Statistical Methods in Bioequivalence Studies

Abstract

Bioequivalence studies are an essential part of the evaluation of generic drugs. The most common in-vivo bioequivalence (BE) study design is the two-period two-treatment crossover design. AUC (area under the concentration-time curve) and Cmax (maximum concentration) are obtained from the observed concentration-time profiles for each subject from each treatment under each sequence.

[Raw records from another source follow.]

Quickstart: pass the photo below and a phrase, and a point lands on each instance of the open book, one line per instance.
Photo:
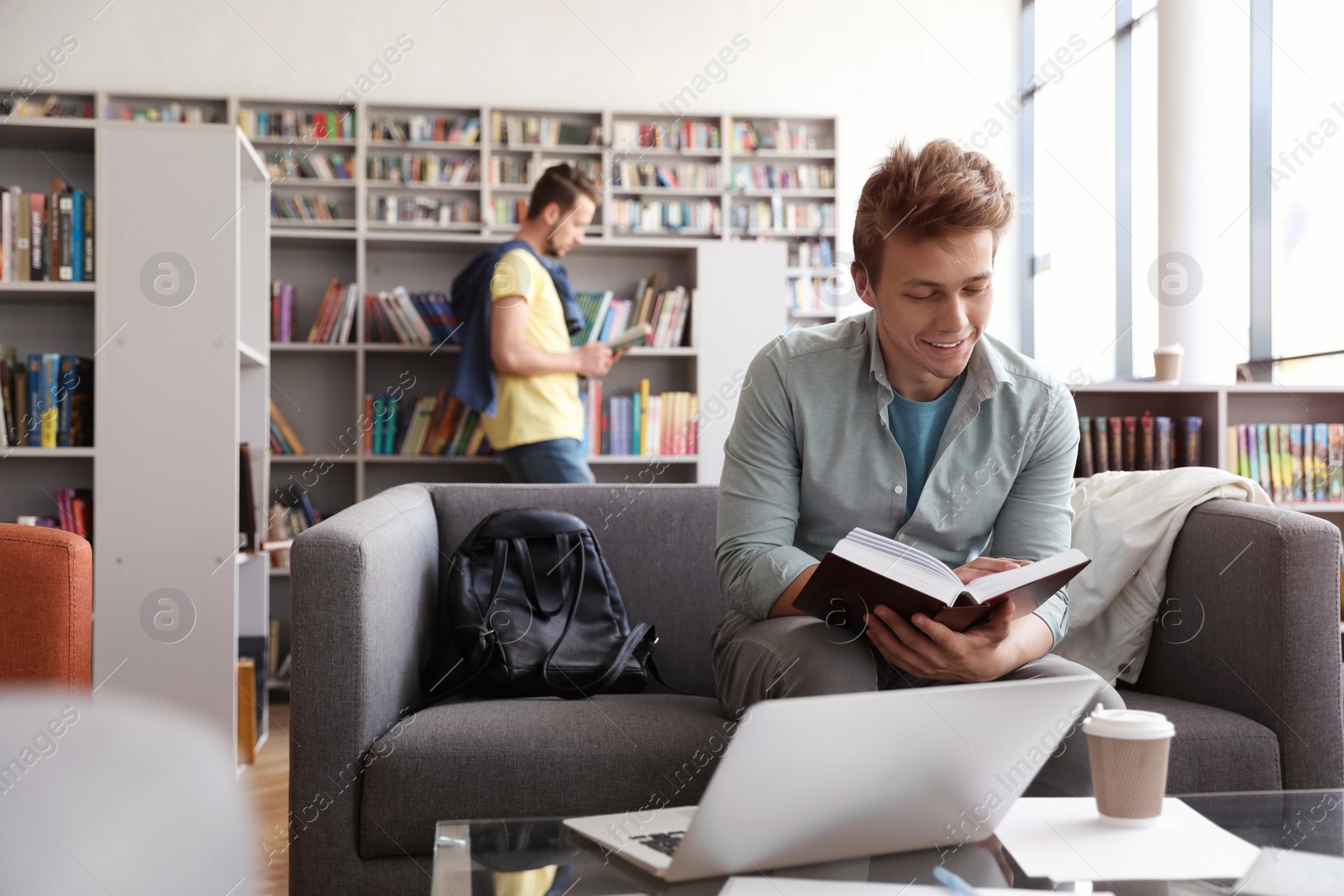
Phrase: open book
(866, 570)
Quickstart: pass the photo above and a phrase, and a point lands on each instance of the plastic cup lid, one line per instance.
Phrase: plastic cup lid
(1128, 725)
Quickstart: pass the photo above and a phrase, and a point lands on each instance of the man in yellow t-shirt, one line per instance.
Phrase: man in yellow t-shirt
(538, 422)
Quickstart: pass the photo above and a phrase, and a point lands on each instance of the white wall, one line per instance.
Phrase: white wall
(920, 69)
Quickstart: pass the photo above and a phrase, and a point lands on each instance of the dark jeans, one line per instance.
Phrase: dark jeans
(553, 461)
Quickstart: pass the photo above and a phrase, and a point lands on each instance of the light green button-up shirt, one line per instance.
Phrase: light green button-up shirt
(811, 457)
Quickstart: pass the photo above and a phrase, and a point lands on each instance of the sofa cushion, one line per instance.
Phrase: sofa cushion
(658, 539)
(533, 758)
(1214, 750)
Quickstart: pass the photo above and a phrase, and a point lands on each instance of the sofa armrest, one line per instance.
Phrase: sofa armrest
(1250, 624)
(46, 597)
(365, 584)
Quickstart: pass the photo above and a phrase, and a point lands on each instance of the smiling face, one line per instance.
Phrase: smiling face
(564, 228)
(933, 301)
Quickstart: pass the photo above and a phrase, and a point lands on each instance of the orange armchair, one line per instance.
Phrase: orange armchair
(46, 607)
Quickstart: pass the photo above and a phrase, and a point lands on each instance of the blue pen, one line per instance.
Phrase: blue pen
(953, 882)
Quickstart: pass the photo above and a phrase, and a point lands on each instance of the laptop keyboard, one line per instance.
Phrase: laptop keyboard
(665, 844)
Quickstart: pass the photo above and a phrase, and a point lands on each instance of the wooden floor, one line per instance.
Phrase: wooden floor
(268, 782)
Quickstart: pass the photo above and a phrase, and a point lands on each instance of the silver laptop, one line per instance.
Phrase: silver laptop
(813, 779)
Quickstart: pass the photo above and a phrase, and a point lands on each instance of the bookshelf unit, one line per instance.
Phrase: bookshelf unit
(46, 316)
(181, 288)
(1222, 406)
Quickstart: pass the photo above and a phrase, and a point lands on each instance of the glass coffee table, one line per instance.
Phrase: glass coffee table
(542, 857)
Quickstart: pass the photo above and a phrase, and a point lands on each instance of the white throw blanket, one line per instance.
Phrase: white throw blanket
(1126, 523)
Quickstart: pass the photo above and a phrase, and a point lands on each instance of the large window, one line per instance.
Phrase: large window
(1090, 157)
(1074, 196)
(1307, 184)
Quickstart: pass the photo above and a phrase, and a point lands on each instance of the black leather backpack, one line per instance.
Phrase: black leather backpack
(533, 610)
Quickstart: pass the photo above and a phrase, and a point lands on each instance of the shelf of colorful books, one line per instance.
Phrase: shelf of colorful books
(336, 223)
(636, 152)
(665, 191)
(312, 347)
(427, 458)
(190, 110)
(421, 144)
(606, 459)
(312, 458)
(416, 186)
(46, 453)
(46, 291)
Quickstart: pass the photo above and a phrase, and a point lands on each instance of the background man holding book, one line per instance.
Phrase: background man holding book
(909, 422)
(517, 369)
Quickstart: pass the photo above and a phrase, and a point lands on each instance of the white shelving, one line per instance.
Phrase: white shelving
(181, 380)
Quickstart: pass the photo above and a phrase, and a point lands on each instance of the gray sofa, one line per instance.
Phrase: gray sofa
(1256, 694)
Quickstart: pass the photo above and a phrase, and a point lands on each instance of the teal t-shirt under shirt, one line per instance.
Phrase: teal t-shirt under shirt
(918, 429)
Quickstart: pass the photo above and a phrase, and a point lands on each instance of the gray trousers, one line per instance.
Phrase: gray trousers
(800, 658)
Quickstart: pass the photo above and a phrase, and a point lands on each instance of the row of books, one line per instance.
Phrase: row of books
(538, 130)
(269, 123)
(774, 134)
(335, 316)
(430, 425)
(519, 170)
(286, 519)
(74, 513)
(638, 425)
(46, 402)
(50, 107)
(423, 210)
(46, 237)
(296, 164)
(1137, 443)
(172, 110)
(687, 175)
(784, 215)
(418, 128)
(811, 254)
(1290, 461)
(282, 437)
(659, 134)
(295, 207)
(810, 296)
(506, 211)
(656, 215)
(784, 176)
(410, 318)
(423, 168)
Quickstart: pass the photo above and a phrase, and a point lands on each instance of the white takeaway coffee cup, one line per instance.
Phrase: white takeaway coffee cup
(1128, 750)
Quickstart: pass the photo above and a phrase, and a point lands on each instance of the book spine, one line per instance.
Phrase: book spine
(1321, 461)
(1294, 454)
(1191, 436)
(67, 270)
(1308, 463)
(1166, 443)
(37, 237)
(50, 410)
(1101, 448)
(64, 390)
(87, 239)
(77, 235)
(6, 235)
(1336, 461)
(1085, 466)
(1146, 443)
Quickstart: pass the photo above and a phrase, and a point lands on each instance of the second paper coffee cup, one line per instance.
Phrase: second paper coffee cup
(1128, 750)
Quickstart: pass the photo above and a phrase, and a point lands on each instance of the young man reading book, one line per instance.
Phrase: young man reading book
(909, 422)
(515, 300)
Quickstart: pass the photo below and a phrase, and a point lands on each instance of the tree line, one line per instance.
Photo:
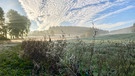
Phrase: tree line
(13, 24)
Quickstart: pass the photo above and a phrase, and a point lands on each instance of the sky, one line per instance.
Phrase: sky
(105, 14)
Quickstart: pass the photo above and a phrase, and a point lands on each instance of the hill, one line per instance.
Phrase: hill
(129, 36)
(69, 30)
(123, 31)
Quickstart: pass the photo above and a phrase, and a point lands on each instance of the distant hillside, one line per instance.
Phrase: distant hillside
(69, 30)
(123, 31)
(129, 36)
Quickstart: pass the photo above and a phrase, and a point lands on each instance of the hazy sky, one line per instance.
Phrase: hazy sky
(106, 14)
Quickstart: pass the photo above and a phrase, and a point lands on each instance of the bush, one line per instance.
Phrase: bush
(12, 65)
(3, 38)
(45, 55)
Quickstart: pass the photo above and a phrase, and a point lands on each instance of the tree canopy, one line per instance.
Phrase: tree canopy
(18, 25)
(2, 25)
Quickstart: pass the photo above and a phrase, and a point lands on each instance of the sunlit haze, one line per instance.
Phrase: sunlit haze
(106, 14)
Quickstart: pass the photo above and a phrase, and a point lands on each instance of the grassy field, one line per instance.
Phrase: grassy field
(110, 55)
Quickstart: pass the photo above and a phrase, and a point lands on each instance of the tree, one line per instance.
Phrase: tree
(3, 27)
(133, 29)
(18, 25)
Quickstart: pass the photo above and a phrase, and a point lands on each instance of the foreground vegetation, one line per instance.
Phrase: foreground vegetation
(62, 58)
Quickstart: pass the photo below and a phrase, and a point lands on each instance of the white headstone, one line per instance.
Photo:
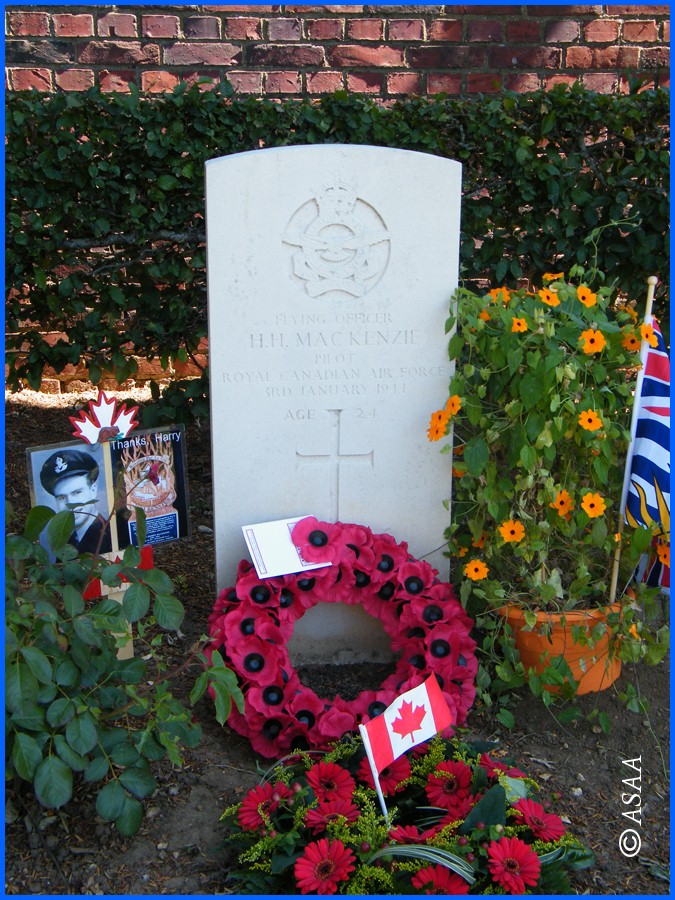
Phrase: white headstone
(330, 270)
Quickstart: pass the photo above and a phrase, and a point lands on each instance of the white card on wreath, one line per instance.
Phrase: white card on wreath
(272, 549)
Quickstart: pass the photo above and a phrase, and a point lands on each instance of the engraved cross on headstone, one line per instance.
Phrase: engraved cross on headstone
(335, 458)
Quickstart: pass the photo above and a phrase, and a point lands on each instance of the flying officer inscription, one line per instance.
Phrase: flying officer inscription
(343, 243)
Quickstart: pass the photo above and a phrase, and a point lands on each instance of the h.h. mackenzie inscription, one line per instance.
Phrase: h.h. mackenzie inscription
(343, 244)
(327, 306)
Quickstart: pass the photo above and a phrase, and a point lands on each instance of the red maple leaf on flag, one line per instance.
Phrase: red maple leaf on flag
(408, 720)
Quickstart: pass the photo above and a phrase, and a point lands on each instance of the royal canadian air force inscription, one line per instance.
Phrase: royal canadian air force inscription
(338, 244)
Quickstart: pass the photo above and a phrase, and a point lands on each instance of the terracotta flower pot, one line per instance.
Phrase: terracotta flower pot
(592, 666)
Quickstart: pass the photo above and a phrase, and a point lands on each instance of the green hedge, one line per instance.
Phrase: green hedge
(105, 200)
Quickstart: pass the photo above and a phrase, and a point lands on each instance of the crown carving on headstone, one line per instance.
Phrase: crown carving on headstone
(337, 197)
(107, 420)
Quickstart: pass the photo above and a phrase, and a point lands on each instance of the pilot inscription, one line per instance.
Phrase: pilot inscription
(343, 243)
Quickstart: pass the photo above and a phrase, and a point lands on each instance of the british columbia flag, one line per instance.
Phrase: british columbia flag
(646, 493)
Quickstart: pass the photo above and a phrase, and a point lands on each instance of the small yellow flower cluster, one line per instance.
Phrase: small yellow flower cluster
(592, 504)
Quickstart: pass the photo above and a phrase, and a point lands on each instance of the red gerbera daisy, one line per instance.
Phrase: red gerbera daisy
(513, 864)
(317, 541)
(330, 782)
(390, 777)
(329, 811)
(449, 783)
(439, 880)
(322, 866)
(259, 803)
(405, 834)
(493, 767)
(543, 825)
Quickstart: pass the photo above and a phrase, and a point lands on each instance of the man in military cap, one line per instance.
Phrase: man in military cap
(70, 477)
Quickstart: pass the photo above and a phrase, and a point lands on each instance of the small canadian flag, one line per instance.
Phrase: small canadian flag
(412, 718)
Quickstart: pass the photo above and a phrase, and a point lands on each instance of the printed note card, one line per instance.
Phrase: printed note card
(272, 550)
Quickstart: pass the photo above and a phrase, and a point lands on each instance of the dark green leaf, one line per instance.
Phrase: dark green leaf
(168, 611)
(141, 525)
(73, 600)
(60, 712)
(36, 521)
(21, 687)
(72, 759)
(38, 664)
(136, 602)
(59, 529)
(129, 820)
(138, 781)
(476, 455)
(489, 809)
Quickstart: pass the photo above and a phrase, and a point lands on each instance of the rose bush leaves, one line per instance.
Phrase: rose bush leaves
(120, 202)
(74, 711)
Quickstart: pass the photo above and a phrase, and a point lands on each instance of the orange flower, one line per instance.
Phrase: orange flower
(563, 503)
(502, 294)
(476, 570)
(594, 341)
(586, 296)
(648, 334)
(512, 531)
(590, 420)
(631, 341)
(452, 407)
(593, 505)
(663, 552)
(438, 425)
(550, 298)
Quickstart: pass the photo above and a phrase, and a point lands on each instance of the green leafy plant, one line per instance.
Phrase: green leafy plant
(74, 710)
(539, 409)
(313, 825)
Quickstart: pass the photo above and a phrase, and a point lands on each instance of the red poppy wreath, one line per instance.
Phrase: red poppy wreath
(252, 622)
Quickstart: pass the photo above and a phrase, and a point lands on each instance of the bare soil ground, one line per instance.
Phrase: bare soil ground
(178, 849)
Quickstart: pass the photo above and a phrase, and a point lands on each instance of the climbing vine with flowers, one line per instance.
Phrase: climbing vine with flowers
(462, 819)
(539, 412)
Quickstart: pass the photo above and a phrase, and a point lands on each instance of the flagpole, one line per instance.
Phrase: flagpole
(652, 281)
(373, 768)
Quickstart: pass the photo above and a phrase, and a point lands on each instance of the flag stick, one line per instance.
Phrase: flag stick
(651, 287)
(369, 753)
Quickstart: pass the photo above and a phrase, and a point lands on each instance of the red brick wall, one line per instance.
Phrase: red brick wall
(293, 51)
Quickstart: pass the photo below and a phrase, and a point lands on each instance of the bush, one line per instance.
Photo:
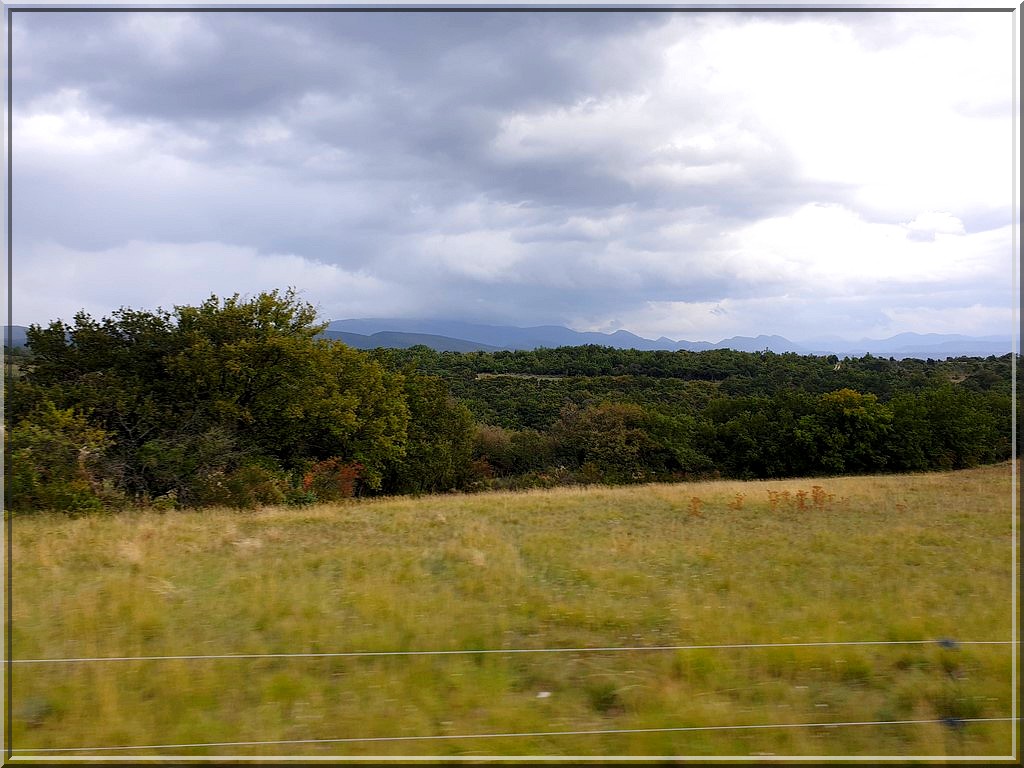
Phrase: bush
(246, 487)
(55, 461)
(332, 479)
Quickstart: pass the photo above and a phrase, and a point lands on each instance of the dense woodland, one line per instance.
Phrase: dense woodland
(240, 402)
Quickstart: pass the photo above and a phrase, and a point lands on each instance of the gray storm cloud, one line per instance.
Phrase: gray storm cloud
(524, 168)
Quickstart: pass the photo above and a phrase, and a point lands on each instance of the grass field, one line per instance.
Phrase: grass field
(882, 558)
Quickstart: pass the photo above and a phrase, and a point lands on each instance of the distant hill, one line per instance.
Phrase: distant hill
(455, 336)
(938, 346)
(397, 340)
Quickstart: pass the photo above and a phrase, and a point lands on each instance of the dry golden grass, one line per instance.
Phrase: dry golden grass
(908, 557)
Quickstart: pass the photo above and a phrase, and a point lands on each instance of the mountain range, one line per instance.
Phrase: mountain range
(457, 336)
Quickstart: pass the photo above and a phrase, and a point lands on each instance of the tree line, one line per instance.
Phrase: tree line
(243, 402)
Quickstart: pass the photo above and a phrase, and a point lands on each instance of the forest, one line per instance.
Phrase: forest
(241, 402)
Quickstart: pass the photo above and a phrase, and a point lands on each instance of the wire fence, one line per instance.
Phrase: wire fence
(952, 722)
(955, 723)
(942, 642)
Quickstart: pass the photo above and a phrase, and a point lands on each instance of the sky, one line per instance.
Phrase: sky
(690, 175)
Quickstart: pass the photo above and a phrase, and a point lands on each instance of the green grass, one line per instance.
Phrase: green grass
(886, 558)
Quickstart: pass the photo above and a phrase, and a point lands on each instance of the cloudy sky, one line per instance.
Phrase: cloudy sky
(692, 175)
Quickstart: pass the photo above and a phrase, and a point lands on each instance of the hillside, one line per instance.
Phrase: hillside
(939, 346)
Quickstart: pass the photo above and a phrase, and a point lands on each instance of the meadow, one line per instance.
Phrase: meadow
(888, 558)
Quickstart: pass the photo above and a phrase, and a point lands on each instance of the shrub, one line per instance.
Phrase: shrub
(332, 479)
(55, 460)
(246, 487)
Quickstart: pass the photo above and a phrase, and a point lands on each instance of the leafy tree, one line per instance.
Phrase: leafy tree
(54, 460)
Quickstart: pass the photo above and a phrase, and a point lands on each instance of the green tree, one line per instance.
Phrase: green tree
(54, 460)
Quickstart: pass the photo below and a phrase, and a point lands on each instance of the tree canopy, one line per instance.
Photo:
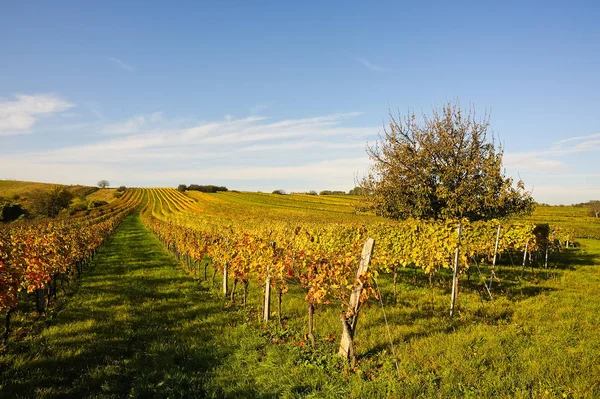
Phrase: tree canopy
(441, 166)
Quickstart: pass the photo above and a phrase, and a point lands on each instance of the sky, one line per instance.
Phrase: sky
(285, 95)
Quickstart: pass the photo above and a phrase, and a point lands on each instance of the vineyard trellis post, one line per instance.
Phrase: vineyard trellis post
(455, 273)
(267, 304)
(225, 267)
(350, 317)
(524, 258)
(493, 274)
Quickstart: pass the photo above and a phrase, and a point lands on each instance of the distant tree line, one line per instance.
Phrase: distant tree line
(354, 191)
(204, 189)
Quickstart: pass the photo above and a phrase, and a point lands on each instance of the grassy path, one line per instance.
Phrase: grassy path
(137, 327)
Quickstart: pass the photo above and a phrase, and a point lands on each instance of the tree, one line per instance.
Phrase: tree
(50, 203)
(594, 207)
(442, 166)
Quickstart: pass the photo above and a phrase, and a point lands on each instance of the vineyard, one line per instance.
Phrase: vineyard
(346, 303)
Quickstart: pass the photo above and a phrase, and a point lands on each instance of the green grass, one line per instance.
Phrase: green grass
(138, 326)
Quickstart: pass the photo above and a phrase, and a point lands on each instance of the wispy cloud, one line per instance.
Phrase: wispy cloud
(18, 116)
(371, 66)
(122, 64)
(135, 124)
(258, 108)
(317, 153)
(551, 159)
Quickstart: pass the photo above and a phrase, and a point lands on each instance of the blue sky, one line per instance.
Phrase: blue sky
(270, 95)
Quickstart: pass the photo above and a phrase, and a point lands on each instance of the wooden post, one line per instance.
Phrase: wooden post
(225, 279)
(267, 303)
(350, 318)
(524, 258)
(455, 274)
(493, 274)
(267, 299)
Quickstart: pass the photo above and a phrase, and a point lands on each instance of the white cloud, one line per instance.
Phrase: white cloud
(18, 116)
(258, 108)
(531, 161)
(318, 152)
(135, 124)
(121, 64)
(371, 66)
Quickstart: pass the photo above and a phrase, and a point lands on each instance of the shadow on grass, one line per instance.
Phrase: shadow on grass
(137, 327)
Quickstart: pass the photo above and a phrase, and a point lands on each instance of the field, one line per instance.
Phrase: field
(150, 321)
(20, 191)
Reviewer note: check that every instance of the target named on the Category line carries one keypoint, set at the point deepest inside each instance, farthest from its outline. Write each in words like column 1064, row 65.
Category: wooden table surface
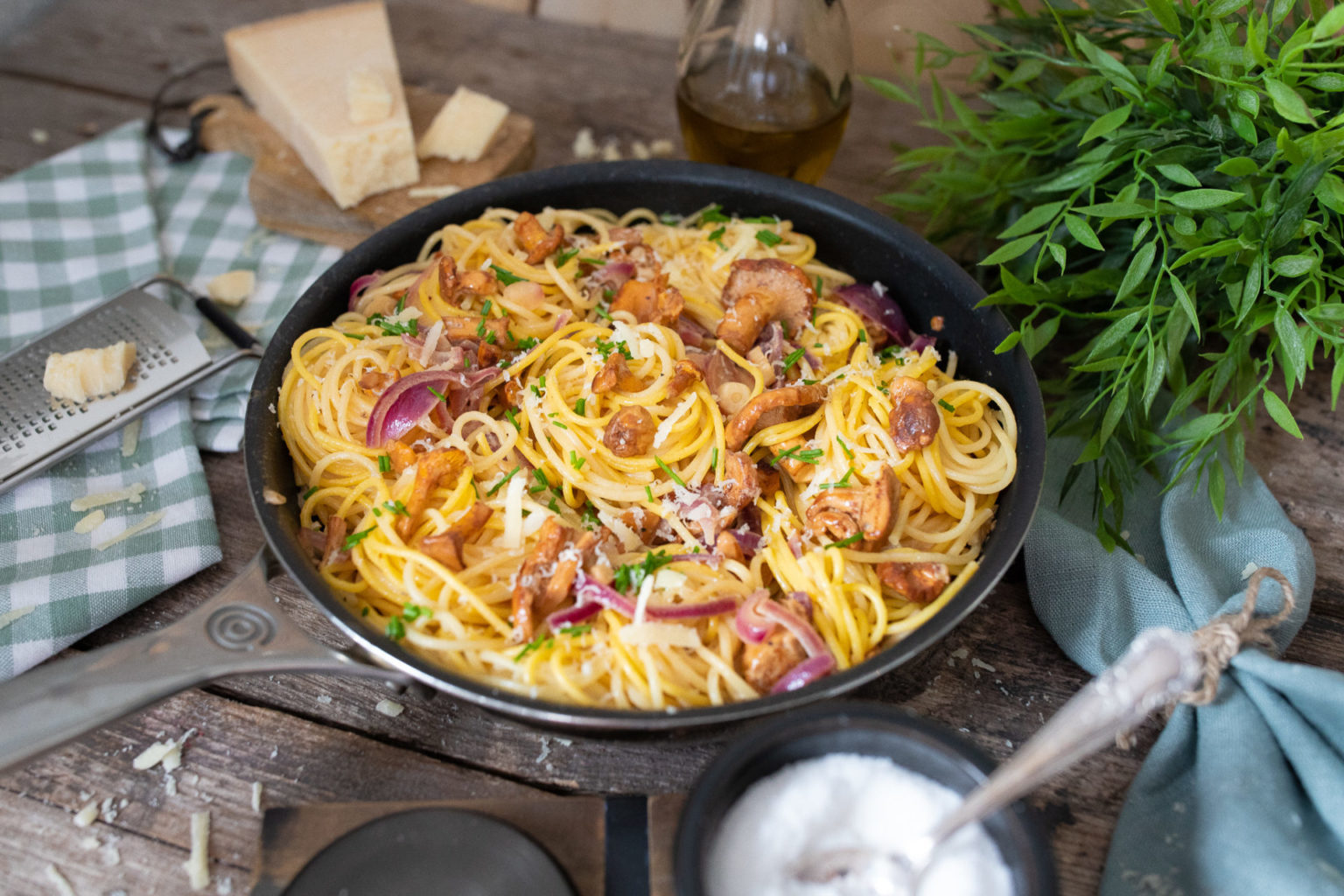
column 88, row 65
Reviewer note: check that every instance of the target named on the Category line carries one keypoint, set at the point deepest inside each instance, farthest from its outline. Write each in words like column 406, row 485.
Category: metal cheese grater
column 38, row 430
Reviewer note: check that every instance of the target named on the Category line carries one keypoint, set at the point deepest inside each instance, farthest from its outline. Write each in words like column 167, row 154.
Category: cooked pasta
column 639, row 462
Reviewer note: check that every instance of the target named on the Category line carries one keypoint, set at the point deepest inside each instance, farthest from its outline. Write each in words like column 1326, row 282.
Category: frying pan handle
column 238, row 630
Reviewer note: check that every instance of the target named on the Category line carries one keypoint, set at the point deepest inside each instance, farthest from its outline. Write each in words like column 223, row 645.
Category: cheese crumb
column 130, row 437
column 198, row 864
column 233, row 288
column 87, row 816
column 153, row 519
column 101, row 499
column 90, row 522
column 89, row 373
column 60, row 881
column 14, row 615
column 463, row 128
column 368, row 97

In the BE evaluation of pharmacokinetic crossover studies, the normality of the univariate response variable, e.g. log(AUC) or log(Cmax) is often assumed in the literature without much evidence. Therefore, we investigate the distributional assumption of the normality of response variables, log(AUC), log(Cmax), and log(Tmax) by simulating concentration-time profiles from the two-stage pharmacokinetic models for a wide range of pharmacokinetic parameters and measurement error structures. Our simulation shows that log(AUC) has heavy tails and log(Cmax) is skewed. We study the impact of the non-normality of response variable on the sample size and type I error rate.

Under the normality of the response variable, the most common approach to testing for bioequivalence is the two one-sided tests procedure. We develop the exact analytical formula for the probability of rejection in the two one-sided tests procedure for crossover bioequivalence studies under general parameter settings. Our exact formulas for power and sample size are shown to improve in realistic parameter settings over the previous approximations.

We propose a new unblinded sample size re-estimation strategy. The new total sample size is calculated from our exact power function for the one stage using the estimated variance from the Stage 1 as the true variance. If the sample variance from Stage 1 is smaller than the initial variance from the historical data, then we stop at the end of Stage 1 and analyze Stage 1 data with the standard t- quantile. Otherwise, we collect data from additional subjects. We then analyze the combined data from both Stage 1 and Stage 2 with a new test statistic using the pooled variance of two stages. The exact critical values for the new test statistics are derived as the largest of u for which the following condition holds: the experimentwise type I error rate is exactly alpha.